To combat drunken driving, a penalizing ``stick'' is often used: jail, fines, revoking one's license, jacking up insurance rates. Now -- for the first time -- a major auto insurance company is using a ``carrot'' to encourage sober driving.
The Sentry Insurance Company will reward people who don't drive while intoxicated with a cash refund: half of their total auto insurance premium.
``Good drivers who use alcohol responsibly or not at all should benefit from their stand,'' said Sentry chairman Larry Ballard in an interview here.
Robert Hunter of the National Insurance Consumer Organization (NICO) agrees: ``The insurance industry has done too little to give incentives for safety. This is certainly a welcome step.''
To get the Sentry refund, motorists must have a claim-free record for five years after signing up for the policy. On the sixth year, policyholders will be sent a check for half of their first year's premium. They will get a similar check for each year of claim-free driving thereafter.
For example, if a driver pays a $500 premium for 1986, he may get $250 back in 1991. If in 1987 his premium goes to $550, then in 1992 he may get $275 back -- as long as Sentry doesn't have to pay out a claim for an accident (alcohol-related or not).
There is a stick that goes with the carrot. The ``Payback'' policy requires drivers to sign an agreement that if they are involved in an accident while legally intoxicated, they forfeit their collision and uninsured-motorist coverage. In other words, the driver pays for any damage to his vehicle and for damages beyond the minimum provided for motorists without insurance.
To qualify, motorists must be 25 years old, have a clean driving record for the past three years, and drive a car that's less than 10 years old.
The policy is now available only in Wisconsin, where Sentry is based. In the next few weeks, it plans to file for approval from state insurance commissions in Illinois, Ohio, Missouri, Indiana, and Georgia. It has not yet made plans to file in the larger ``no fault'' insurance states such as New York, New Jersey, Massachusetts, and Michigan.
``We're taking this on a state-by-state basis,'' says Robert Fischer, a Sentry vice-president.
``The big question is, `Will other companies follow?' '' notes Harvey Seymour of the Insurance Information Institute (III), an industry trade group.
Several big auto insurance companies contacted say they will be watching closely. ``This is something completely new. It will be interesting to see if it works,'' comments Robert Sasser of State Farm Insurance, the largest auto insurer in the United States.

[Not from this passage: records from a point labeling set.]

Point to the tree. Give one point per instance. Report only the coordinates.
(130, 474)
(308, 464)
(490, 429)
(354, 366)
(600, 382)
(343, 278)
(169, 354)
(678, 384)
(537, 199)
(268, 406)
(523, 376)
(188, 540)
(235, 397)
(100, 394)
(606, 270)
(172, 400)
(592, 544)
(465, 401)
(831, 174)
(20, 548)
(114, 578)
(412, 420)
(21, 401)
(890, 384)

Mr. Sasser notes that the first portion of the Sentry plan is a variation on the ``accident free'' discount plan that most insurers offer. For instance, State Farm offers a 5 percent discount off the premium for drivers who would qualify for the Sentry policy. ``You don't have to wait five years for this,'' Sasser says.
Mr. Hunter at NICO adds: ``I wouldn't buy without shopping around first.'' If another company offers lower rates, drivers may be able to save more than at Sentry. ``And this [Sentry policy] locks you in with the company if you want to get your premium back,'' says NICO.
With sales of $1.4 billion in 1985, the Stevens Point, Wis., firm ranks among the top 50 property and casualty insurance companies in the US, according to the III.
The change should add to Sentry's bottom line, attracting drivers with no recent accidents, and reinforce a commitment not to drive while intoxicated. Mr. Ballard, Sentry's chairman, says: ``Our hope is to get high-quality risks in abundant numbers.''
After five years, the company expects 30 to 40 percent of the Payback policyholders to get the refund.
The policy was premi`ered in Wisconsin because the insurance company is based there, but the state also has a higher level of admitted drunken driving than the national average, according to a Louis Harris & Associates poll conducted in March.
Almost 4 out of 10 Wisconsin residents say they drive after drinking. Nationally, the average is less than 3 out of 10. Only 20 percent of those polled in Wisconsin claim total abstinence, compared with a national average of 33 percent.
The III estimates that alcohol-related accidents cost $24 billion annually. A 1981 study in New York showed that 50 percent of all auto insurance claims go for losses from alcohol-related accidents. Of some 44,000 motor vehicle fatalities last year, about 24,000 were alcohol related.